Kaggle offers a 100% free platform for all users – but there are some restrictions depending on the resources you're using.

For example, you can use their CPU system for an unlimited amount of time. But there are strict limitations on GPU and TPU usage. You can use their GPU for 30 hours and TPU for 20 hours in a week. It gets resets each week, and then you get a fresh 30 hours GPU usage and 20 hours TPU usage at the start of the new week.

Kaggle Website

Alongside Kaggle, there are another popular platforms for machine learning engineers and data scientists – like Google Colaboratory, or Google Colab for short.

In Google Colab, you can also use their CPU and GPU, but the free versions have more limitations than the free Kaggle account. In Google Colab, you can not get any GPU computational power until they allocate it from their free units. You don't know how many hours you can use, and you don't even know if you have any chance to get units over the next few days.

In order to get all the features, you need to subscribe to their pro plans which are quite expensive.

But sometimes you still may want to use Colab, in most cases for short tasks. In Colab, you can directly connect your Google Drive and use your datasets from there. You can also store your output from the notebook to Google Drive if you want.

When you're working on a project, though, sometimes you'll want to use datasets from Kaggle in Google Colab. So you'll need to download the dataset from Kaggle and upload that to Colab's temporary storage or your Google Drive.

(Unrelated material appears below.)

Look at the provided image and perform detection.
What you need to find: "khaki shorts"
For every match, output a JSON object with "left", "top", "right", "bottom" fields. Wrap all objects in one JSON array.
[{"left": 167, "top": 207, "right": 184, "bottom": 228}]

You can probably guess that this is a very time-consuming process.

But there is a way that you can directly download a Kaggle dataset using an API call in the Google Colab's notebook! In this article, I am going to show you how you can do that.

I've broken this tutorial down into separate parts for better understanding. You can get a clear overview of the entire article here:

Types of Kaggle datasets
Prerequisites
Setup Google Colab for using Kaggle API
Install Kaggle library
Mount Google Drive to Colab
Add the Kaggle API Token to Colab Notebook
Download Kaggle dataset
Download Kaggle Competition dataset
Download Specifc file from Kaggle Competition dataset
Conclusion

Video

If you would like to watch all of the steps from a video, you're in luck – I made this video just for you:

Types of Kaggle Datasets

Normally Kaggle provides two types of datasets: typical datasets that anyone can upload, and competition datasets. In the competition datasets, the competition organizers typically add/upload the datasets.

Even though you can download a Kaggle dataset easily, you can't download a competition dataset if you don't participate in that competition. But some competitions remain open, and you can access their datasets via "Late Submission". So just make sure to check.

Prerequisites

To go through this tutorial and get the most ouf of it, you'll need a Kaggle account, and that is completely free. Simply head over to the official website of Kaggle, and create an account if you don't have one already.

You'll also need Kaggle's API. Head over to the settings of your Kaggle account. Go to the API section, and click "Create New Token". Keep in mind that Kaggle does not allow you to keep multiple tokens. You can use only one active token for your Kaggle account.

Kaggle API Token

This will give you a kaggle.json file. Keep it safe, as you'll need to use it later.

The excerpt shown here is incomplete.